Summary: impact of FIV vaccine to AIDS vaccine development and feline medicine

Since the discovery of FIV in 1986, the goals of the FIV vaccine studies have been: (1) to identify effective vaccine designs which may serve as models for effective HIV vaccine designs in humans; (2) to develop an effective FIV vaccine for pet cats. Recent United States Department of Agriculture approval (USDA, 2002, Fort Dodge Animal Health, 2002a) of Fel-O-Vax FIV, a dual-subtype FIV vaccine, has led to the commercial release of this vaccine by Fort Dodge Animal Health (FDAH, Fort Dodge, IA) on 14 July, 2002. Without an additional boost, the protection rate of this dual-subtype FIV vaccine after 1 year is 67% (18/27 cats) against an intramuscular heterologous FIV challenge (Fort Dodge Animal Health, 2002a). The same challenge inoculum resulted in a 74% infection rate (25/34 cats) in unvaccinated control cats. In the second trial using a slightly modified vaccine and immunization schedule (i.e., 8 instead of 12 weeks old kittens), the protection rate for vaccinated kittens rose to 84% (21/25 cats) after the same heterologous challenge compared to 90% infection rate (17/19 cats) in the unvaccinated control cats after 1 year (Fort Dodge Animal Health, 2002b). Although the vaccine appears to provide immunity for at least 1 year, contact exposure trials that simulate natural transmission are needed which compliment the parenteral challenge inoculations performed by FDAH.

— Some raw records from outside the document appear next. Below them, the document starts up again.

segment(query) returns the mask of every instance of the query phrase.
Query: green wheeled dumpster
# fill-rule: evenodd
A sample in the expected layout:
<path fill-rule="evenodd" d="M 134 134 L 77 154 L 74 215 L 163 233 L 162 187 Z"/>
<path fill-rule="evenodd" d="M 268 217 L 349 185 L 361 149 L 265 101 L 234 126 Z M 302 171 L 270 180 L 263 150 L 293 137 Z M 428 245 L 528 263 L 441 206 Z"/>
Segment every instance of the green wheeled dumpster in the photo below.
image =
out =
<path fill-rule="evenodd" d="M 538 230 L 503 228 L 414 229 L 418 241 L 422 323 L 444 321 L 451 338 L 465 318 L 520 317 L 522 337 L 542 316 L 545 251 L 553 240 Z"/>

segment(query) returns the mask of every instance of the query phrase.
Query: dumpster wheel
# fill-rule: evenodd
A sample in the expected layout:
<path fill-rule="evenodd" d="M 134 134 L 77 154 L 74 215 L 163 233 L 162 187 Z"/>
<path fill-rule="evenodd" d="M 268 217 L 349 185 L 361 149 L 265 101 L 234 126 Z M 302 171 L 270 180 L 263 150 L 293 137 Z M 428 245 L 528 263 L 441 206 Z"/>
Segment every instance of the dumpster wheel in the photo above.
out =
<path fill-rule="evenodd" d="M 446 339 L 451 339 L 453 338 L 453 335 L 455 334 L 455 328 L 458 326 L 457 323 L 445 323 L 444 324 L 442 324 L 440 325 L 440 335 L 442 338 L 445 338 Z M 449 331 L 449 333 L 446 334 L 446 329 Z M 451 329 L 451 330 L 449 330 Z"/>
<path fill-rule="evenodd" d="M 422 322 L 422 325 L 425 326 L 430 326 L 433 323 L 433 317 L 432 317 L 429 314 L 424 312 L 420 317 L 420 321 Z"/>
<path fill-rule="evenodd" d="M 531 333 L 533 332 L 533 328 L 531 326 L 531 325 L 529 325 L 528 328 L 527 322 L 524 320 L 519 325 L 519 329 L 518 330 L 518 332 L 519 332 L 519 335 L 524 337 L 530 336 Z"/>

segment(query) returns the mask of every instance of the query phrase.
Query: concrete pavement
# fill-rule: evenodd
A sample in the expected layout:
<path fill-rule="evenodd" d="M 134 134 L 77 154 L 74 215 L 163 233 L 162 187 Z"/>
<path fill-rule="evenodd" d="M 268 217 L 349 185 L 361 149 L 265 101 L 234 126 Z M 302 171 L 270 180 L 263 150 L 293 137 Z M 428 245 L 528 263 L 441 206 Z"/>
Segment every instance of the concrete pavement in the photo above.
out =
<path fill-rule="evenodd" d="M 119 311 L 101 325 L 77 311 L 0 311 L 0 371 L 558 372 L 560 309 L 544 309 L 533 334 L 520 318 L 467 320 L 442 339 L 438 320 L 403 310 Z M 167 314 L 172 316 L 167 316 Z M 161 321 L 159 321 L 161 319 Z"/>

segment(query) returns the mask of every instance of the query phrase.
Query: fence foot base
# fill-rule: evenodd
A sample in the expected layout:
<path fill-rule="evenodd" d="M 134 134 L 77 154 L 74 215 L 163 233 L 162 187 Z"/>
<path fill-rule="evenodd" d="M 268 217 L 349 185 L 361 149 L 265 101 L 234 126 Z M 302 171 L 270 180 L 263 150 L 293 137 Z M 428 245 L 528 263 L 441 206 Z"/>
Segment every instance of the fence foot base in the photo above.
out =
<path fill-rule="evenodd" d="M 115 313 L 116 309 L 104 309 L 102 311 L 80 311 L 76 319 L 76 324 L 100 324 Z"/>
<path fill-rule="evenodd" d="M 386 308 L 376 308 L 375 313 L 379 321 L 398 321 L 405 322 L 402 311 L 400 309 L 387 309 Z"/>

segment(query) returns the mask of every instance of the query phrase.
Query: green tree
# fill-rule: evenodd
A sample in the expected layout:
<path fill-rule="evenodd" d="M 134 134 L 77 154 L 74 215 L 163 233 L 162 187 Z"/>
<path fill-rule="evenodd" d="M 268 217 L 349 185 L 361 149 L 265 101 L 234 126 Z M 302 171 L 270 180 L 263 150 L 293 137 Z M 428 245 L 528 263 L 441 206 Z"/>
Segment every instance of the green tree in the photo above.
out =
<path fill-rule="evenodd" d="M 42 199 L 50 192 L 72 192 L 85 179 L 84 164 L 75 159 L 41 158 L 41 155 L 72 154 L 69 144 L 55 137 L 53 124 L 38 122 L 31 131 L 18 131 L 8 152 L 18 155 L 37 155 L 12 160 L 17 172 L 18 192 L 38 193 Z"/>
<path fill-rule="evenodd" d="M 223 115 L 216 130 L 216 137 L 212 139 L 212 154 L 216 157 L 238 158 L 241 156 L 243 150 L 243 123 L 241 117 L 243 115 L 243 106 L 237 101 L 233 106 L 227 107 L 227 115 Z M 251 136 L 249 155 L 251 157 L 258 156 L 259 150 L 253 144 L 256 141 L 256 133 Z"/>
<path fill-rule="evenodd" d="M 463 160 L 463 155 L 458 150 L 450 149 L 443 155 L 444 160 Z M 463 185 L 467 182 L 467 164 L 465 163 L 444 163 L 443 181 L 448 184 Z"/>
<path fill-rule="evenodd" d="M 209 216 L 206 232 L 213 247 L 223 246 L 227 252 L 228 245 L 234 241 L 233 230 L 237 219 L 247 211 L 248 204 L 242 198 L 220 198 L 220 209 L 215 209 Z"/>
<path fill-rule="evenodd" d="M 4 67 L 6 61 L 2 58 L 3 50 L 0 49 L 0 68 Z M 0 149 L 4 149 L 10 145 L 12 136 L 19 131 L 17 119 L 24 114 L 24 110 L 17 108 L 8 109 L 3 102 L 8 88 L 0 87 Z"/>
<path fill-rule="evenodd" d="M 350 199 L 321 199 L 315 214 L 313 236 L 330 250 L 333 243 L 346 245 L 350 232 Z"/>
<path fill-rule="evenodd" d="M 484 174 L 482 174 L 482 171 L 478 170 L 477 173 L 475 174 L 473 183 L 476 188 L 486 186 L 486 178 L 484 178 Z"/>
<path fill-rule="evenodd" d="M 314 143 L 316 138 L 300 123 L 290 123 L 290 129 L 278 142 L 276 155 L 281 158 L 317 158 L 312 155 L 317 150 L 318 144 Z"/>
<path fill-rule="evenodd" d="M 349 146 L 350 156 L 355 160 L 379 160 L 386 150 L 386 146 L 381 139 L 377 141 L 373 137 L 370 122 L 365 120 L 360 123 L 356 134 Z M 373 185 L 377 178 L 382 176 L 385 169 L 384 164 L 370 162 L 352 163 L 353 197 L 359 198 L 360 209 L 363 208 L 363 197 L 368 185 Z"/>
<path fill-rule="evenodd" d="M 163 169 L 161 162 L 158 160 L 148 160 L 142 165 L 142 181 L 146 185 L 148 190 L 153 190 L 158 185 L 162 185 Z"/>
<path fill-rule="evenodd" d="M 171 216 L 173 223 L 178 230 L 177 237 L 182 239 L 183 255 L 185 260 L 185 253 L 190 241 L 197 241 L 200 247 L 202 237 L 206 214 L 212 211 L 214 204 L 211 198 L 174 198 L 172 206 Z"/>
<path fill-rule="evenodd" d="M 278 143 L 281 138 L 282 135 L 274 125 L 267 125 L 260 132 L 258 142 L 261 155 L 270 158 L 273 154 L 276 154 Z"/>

As a consequence of the FeLV vaccine-associated fibrosarcoma, release of a commercial veterinary FIV vaccine will raise similar concerns. The policies adopted by veterinary practitioners for FeLV vaccine administration will probably be applied to FIV vaccine administration. The impact on the current FIV diagnostic tests will be an important issue requiring careful monitoring by practitioners. FIV diagnostics, requiring molecular technology to develop advanced assays with increased sensitivity and specificity, must keep abreast with the development and release of new commercial FIV vaccines. Equally as important to developing and commercially producing a reliable, safe, and efficacious vaccine for the veterinary community, FIV researchers must continue to educate the AIDS community about and promote the value of an FIV vaccine model for HIV vaccine development.